Hi,

I think the patch looks mostly fine. I'm about to do a bit more testing
on it, but a few comments. Attached diff shows which the discussed
places / comments more closely.


1) There's a race condition in LogicalLockTransaction. The code does
roughly this:

  if (!BecomeDecodeGroupMember(...))
     ... bail out ...

  Assert(MyProc->decodeGroupLeader);
  lwlock = LockHashPartitionLockByProc(MyProc->decodeGroupLeader);
  ...

but AFAICS there is no guarantee that the transaction does not commit
(or even abort) right after the become decode group member. In which
case LogicalDecodeRemoveTransaction might have already reset our pointer
to a leader to NULL. In which case the Assert() and lock will fail.

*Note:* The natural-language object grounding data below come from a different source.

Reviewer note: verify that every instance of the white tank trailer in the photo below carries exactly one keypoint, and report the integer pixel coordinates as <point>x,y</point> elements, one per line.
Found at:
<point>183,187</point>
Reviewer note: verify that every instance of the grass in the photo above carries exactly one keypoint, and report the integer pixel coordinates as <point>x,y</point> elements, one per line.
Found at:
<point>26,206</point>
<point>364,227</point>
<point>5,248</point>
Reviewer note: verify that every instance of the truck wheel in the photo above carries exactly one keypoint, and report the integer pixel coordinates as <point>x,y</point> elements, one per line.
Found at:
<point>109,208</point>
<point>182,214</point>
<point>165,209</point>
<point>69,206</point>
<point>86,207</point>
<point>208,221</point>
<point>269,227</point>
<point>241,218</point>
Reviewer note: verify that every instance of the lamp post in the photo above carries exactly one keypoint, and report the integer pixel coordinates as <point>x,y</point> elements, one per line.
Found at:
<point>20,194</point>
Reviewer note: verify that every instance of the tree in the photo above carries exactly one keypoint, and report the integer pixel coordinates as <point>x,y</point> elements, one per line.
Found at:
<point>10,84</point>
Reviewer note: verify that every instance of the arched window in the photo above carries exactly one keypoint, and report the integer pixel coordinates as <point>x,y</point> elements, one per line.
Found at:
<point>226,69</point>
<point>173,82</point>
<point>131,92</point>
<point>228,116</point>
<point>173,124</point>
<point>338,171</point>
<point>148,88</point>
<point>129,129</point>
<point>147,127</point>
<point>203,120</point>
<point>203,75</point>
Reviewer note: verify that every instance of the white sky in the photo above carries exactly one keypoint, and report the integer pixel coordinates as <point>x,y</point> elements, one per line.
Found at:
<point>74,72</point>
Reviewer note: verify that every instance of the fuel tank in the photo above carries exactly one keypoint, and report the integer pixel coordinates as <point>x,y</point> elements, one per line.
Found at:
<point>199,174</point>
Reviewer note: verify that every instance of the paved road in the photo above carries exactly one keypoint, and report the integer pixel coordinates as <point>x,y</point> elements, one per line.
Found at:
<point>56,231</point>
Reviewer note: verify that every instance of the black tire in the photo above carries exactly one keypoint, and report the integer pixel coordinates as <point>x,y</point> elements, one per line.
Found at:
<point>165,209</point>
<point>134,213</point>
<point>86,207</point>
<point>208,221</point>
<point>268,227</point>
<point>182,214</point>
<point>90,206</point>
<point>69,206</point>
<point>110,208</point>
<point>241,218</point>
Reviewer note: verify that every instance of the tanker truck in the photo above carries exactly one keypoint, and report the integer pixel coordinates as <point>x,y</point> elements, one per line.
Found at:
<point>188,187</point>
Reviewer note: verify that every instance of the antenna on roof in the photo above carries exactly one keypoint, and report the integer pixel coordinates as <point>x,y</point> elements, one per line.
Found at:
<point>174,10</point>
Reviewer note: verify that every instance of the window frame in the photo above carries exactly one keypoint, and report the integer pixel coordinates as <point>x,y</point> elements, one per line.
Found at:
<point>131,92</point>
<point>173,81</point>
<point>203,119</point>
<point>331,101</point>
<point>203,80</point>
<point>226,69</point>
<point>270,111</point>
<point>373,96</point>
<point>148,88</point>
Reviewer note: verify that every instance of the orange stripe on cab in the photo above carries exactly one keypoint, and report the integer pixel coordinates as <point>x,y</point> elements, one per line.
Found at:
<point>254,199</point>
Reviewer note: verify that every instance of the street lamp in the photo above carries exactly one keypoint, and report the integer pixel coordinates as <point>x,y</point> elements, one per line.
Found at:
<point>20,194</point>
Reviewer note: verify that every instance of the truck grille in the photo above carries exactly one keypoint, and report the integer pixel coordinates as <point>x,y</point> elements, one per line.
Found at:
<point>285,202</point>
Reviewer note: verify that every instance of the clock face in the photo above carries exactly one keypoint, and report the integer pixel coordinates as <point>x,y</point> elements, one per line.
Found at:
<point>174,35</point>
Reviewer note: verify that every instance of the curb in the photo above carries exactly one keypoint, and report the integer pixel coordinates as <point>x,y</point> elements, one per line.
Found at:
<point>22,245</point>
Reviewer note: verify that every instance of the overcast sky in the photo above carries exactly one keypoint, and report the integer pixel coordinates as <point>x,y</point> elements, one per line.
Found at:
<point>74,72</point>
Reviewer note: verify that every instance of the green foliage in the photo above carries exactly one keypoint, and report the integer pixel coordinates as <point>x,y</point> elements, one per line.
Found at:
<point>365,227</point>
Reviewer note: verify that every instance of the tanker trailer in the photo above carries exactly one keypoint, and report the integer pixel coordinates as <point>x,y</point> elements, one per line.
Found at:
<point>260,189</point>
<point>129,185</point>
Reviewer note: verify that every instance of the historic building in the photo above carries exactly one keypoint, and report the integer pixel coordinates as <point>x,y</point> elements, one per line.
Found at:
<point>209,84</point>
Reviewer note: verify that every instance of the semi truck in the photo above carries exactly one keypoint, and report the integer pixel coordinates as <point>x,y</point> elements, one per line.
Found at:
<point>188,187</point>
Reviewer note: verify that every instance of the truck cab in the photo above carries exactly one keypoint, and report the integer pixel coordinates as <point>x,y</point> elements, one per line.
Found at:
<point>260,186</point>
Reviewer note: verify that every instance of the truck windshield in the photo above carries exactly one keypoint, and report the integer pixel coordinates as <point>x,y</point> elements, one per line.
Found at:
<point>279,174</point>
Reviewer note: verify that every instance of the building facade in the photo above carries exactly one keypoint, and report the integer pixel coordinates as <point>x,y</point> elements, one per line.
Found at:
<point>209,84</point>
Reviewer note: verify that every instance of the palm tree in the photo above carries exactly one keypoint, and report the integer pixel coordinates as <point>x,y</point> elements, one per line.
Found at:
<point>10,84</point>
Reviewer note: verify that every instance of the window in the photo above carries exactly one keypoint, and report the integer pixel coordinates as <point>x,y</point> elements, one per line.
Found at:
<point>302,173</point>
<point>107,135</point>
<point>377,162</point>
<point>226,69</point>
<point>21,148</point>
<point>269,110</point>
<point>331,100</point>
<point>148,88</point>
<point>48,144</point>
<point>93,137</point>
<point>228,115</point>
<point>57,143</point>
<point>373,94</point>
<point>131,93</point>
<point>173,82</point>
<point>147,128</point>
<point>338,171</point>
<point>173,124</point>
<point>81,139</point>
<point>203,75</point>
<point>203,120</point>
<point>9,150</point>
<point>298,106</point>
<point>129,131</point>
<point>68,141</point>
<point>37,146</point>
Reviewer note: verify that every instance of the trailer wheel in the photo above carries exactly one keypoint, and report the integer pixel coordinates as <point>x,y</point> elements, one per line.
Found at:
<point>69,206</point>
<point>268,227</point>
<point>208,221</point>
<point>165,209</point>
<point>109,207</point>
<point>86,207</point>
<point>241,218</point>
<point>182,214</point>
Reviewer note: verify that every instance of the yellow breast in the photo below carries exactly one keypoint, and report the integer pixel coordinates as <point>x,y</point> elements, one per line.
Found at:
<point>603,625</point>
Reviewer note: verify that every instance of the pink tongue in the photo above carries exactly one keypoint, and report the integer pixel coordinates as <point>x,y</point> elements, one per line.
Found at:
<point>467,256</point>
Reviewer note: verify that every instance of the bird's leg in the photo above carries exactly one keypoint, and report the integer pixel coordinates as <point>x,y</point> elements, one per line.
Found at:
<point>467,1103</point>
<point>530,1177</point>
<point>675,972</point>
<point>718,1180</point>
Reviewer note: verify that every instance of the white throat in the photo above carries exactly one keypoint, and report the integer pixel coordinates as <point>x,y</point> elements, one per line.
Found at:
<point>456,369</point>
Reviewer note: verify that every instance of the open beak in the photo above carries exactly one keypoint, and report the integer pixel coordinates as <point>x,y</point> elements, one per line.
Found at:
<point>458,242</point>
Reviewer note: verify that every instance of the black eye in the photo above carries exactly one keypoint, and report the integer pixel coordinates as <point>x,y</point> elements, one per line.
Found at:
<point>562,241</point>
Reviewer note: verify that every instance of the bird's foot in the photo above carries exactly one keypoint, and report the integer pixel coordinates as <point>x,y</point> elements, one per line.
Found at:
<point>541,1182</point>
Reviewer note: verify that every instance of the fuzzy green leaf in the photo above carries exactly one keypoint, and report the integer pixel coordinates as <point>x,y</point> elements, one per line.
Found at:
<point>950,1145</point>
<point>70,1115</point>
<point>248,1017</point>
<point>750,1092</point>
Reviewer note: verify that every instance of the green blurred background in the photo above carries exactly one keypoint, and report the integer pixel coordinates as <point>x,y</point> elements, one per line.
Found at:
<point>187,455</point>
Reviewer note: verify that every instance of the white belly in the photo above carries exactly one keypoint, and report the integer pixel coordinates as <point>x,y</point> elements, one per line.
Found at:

I've initially thought this can be fixed by setting decodeLocked=true in
BecomeDecodeGroupMember, but that's not really true - that would fix the
race for aborts, but not commits. LogicalDecodeRemoveTransaction skips
the wait for commits entirely, and just resets the flags anyway.

So this needs a different fix, I think. BecomeDecodeGroupMember also
needs the leader PGPROC pointer, but it does not have the issue because
it gets it as a parameter. I think the same thing would work for here
too - that is, use the AssignDecodeGroupLeader() result instead.


2) BecomeDecodeGroupMember sets the decodeGroupLeader=NULL when the
leader does not match the parameters, despite enforcing it by Assert()
at the beginning. Let's remove that assignment.


3) I don't quite understand why BecomeDecodeGroupMember does the
cross-check using PID. In which case would it help?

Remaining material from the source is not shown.